One morning, she prodded her sister awake.
‘We have to make a baby for her.’
Verity rubbed sleep from her eyes. ‘What?’
‘She had a baby and they took it away.’
Lost for words, Verity stared at her sister’s animated face.
‘It’s true, she told me.
She did have a baby, just like I said. They took it away and her heart broke.’
Sleep-deprived and manic, Meredith’s words were wild and scattered. A shiver of fear slid down Verity’s spine.
‘I’m going to make her one,’ Meredith said. ‘Not an actual baby – more like a doll baby and made of flowers and stuff from the garden. The sewing box was in my dream too – we have to use her things.’
‘You’re saying you want to make a baby?’
‘I have to.’
Meredith’s face was no longer mutinous; it was open and traced with something Verity couldn’t translate.
‘Just tell me why, Meredith. Why does it matter so much?’
‘I love her, Verity, I can’t stop now. She trusts me so it doesn’t matter why. And you won’t regret helping me; what we’re doing is a good thing.’
If Verity was unconvinced, she knew there was no point in saying so. She may as well agree. That way she could keep an eye on her sister.
Keep her safe.
‘What did she actually say? Can you remember?’
‘The baby died. And they stole it.’
They were sitting in the blue garden, under the wisteria, surrounded by twigs and leaves and flowers.
‘She doesn’t know where they buried it. It’s about laying the baby to rest.’
Meredith had brought the sewing box with her, hidden under a cardigan in case Allegra saw them.

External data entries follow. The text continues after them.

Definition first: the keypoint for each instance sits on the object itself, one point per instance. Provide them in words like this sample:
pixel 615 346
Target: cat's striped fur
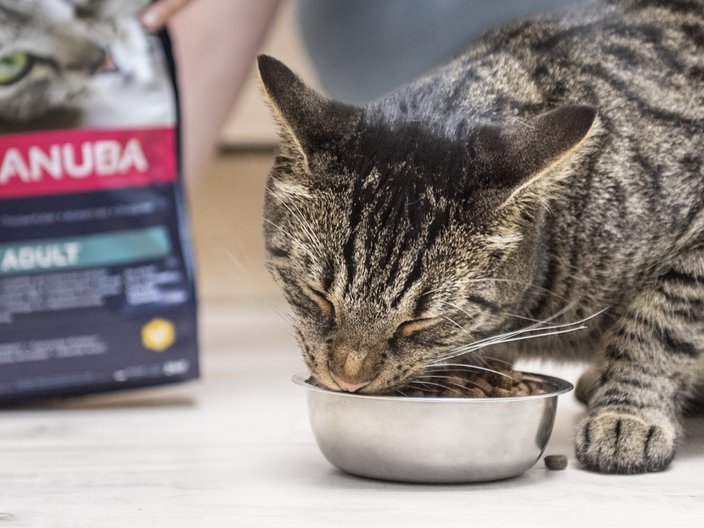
pixel 556 168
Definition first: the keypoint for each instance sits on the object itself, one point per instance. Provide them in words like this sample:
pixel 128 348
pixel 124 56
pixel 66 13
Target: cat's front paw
pixel 620 442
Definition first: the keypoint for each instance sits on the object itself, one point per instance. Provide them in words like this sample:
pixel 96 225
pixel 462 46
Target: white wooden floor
pixel 235 450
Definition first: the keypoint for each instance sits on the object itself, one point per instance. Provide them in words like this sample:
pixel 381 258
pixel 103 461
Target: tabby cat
pixel 551 174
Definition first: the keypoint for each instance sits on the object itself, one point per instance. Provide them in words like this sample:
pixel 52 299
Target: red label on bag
pixel 69 161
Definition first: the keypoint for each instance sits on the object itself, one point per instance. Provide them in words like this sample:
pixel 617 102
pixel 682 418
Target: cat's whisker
pixel 475 367
pixel 455 384
pixel 522 334
pixel 447 318
pixel 513 339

‘Don’t worry about her,’ Verity said, ‘she’s at the gallery today.’
‘Good. We have to get this done.’ Meredith concentrated on her task. She was fashioning a body from sticks and thin strips of bark.
Verity handed her sister what she asked for. Meredith was adamant. They had to use Angharad’s things – her scissors and needles and bits of thread.
‘They’re a link to her, do you see?’
Verity was starting to. The box had been the beginning of it. She recalled Meredith opening it, laying out the faded flannel hearts.